By Barbara Broggelwirth RDN, CDN
It is no secret that the standard American diet is very high in added sugar, so much so that the food label is being modified to mandate food manufacturers to list “added sugars” under “total sugar” in order to prevent them from hiding it and deceiving the public.
According to the USDA, intake of dietary fructose (form of sugar) has increased 1,000% with the introduction of high fructose corn syrup (HFCS) in the 1970’s (1). Added sugars like HFCS are correlated with rising obesity rates, metabolic syndrome, non-alcoholic fatty liver disease and of course, type 2 diabetes (2).
Why is sugar so compelling? After we consume sugar, it signals our brain to produce “feel good hormones” like dopamine and serotonin while simultaneously releasing hormones that cause us to remember the experience and make it happen more often. In other words, sugar “lights up” areas of our brain like addictive opioids and nicotine (3).
Public health initiatives geared toward raising awareness about added sugars have resulted in consumers seeking alternative sweeteners. Artificial sweeteners were the only alternative until recently with the introduction of “natural” sweeteners. The use of the word natural can be confusing because highly processed and refined products like stevia label themselves as natural due to the fact that they are derived from a natural source and artificial sweeteners like sucralose are derived from naturally occurring substances that come from sugar. These products are also not all low in sugar.
Below is a review of some popular natural sweeteners trending today:
Coconut palm sugar – Made from boiling down the nectar of coconut plant flowers, this sweetener is 70 to 80 percent sucrose (table sugar) and has the same number of calories as table sugar.
Date sugar – It’s simply dried dates ground into a fine powder. It contains all the fruit’s nutrients — vitamins, minerals, antioxidants, and fiber but you’d have to eat a lot of it to get a substantial amount of nutrition. It is 10 calories per teaspoon, which is about one-third less calories than regular sugar. It also provides fiber and potassium, contributing 1 percent of the Daily Value of potassium and two percent of fiber per teaspoon.
Stevia – Also known as sweet leaf or honey leaf, is about 200 times sweeter than table sugar and has no calories.
Monk fruit – also known as luo han guo, is 200 times sweeter than table sugar and has no calories.

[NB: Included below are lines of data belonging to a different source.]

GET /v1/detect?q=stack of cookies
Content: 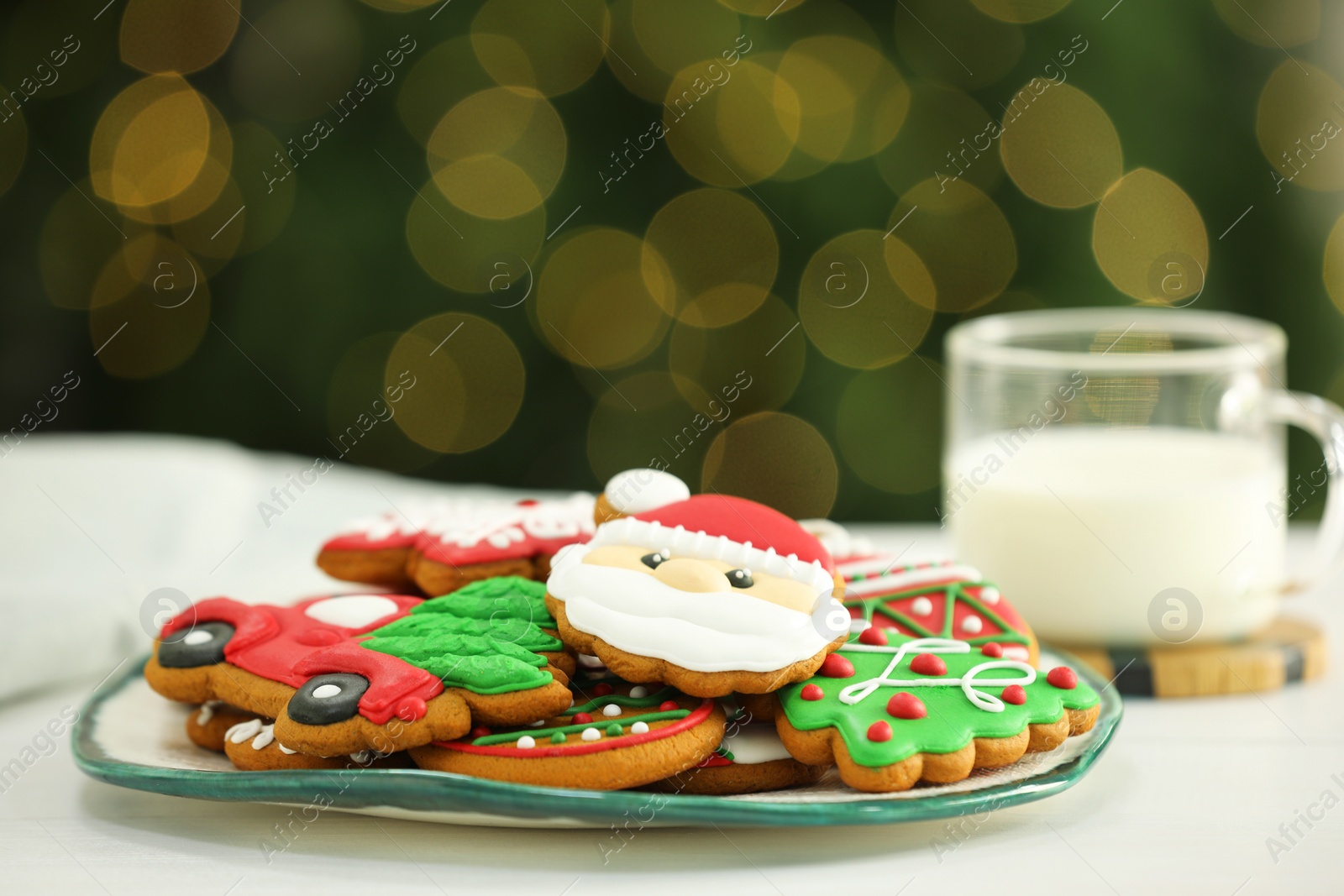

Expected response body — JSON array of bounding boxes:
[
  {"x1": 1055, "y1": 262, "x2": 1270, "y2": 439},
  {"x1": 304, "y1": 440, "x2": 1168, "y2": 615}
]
[{"x1": 145, "y1": 470, "x2": 1100, "y2": 794}]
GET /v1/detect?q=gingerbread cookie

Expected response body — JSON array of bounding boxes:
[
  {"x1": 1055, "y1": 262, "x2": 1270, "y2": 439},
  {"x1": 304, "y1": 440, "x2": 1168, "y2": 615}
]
[
  {"x1": 546, "y1": 495, "x2": 848, "y2": 697},
  {"x1": 650, "y1": 701, "x2": 827, "y2": 797},
  {"x1": 775, "y1": 627, "x2": 1100, "y2": 793},
  {"x1": 410, "y1": 681, "x2": 724, "y2": 790},
  {"x1": 593, "y1": 469, "x2": 690, "y2": 525},
  {"x1": 145, "y1": 595, "x2": 570, "y2": 757}
]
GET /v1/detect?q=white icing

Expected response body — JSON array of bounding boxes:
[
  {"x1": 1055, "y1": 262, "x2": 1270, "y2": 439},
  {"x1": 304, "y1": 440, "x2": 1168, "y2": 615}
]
[
  {"x1": 197, "y1": 700, "x2": 224, "y2": 726},
  {"x1": 798, "y1": 520, "x2": 876, "y2": 560},
  {"x1": 840, "y1": 638, "x2": 1037, "y2": 712},
  {"x1": 723, "y1": 724, "x2": 789, "y2": 766},
  {"x1": 602, "y1": 469, "x2": 690, "y2": 513},
  {"x1": 304, "y1": 594, "x2": 398, "y2": 629},
  {"x1": 583, "y1": 517, "x2": 835, "y2": 591},
  {"x1": 547, "y1": 561, "x2": 849, "y2": 672}
]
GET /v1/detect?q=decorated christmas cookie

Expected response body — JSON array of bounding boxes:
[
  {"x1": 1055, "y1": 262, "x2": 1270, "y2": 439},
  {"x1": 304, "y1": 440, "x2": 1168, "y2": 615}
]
[
  {"x1": 593, "y1": 469, "x2": 690, "y2": 524},
  {"x1": 318, "y1": 491, "x2": 594, "y2": 594},
  {"x1": 145, "y1": 583, "x2": 570, "y2": 757},
  {"x1": 837, "y1": 555, "x2": 1037, "y2": 663},
  {"x1": 775, "y1": 629, "x2": 1100, "y2": 793},
  {"x1": 410, "y1": 681, "x2": 724, "y2": 790},
  {"x1": 654, "y1": 701, "x2": 827, "y2": 795},
  {"x1": 546, "y1": 495, "x2": 849, "y2": 697}
]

Yacon syrup – harvested from the yacon plant, it contains a high amount of a fiber called fructans which have been shown to contribute to beneficial gut bacteria as well as increase transit time in colon. Because of the high fiber content, it has less calories than sugar – about 20 calories per tablespoon compared to 48 calories in table sugar.
Tagatose – Tagatose is a low-carbohydrate sweetener similar to fructose that occurs naturally but is manufactured from the lactose in dairy products.
Agave syrup – Agave is a desert plant harvested to make tequila and sweet syrup. It has been touted as having beneficial effects on insulin levels due to containing fiber known as fructans, but this fiber is extracted out in processing.
Bottom line: Switching to any of these sugars will not make or break your diet. After all, a brownie is still a brownie, whether it is made with regular sugar or a natural sugar substitute. And as with any sugar, if consumed in excess it may contribute to unwanted weight gain.
- USDA ERS – Sugar and Sweeteners Yearbook Tables. Ers.usda.gov. https://www.ers.usda.gov/data-products/sugar-and-sweeteners-yearbook-tables.aspx. Published 2020. Accessed January 6, 2020.
- Collison K, Saleh S, Bakheet R et al. Diabetes of the Liver: The Link Between Nonalcoholic Fatty Liver Disease and HFCS-55. Obesity. 2009;17(11):2003-2013. doi:10.1038/oby.2009.58
- A Bittersweet Truth: The Neuroscience of Sugar and Addiction » Brain World. Brain World. https://brainworldmagazine.com/a-bittersweet-truth-the-neuroscience-of-sugar-and-addiction/. Published 2020. Accessed January 6, 2020.
Barbara Broggelwirth RDN, CDN is a registered dietitian nutritionist who works with Bariatric and Medical Weight Management patients to help them achieve their health and weight loss goals.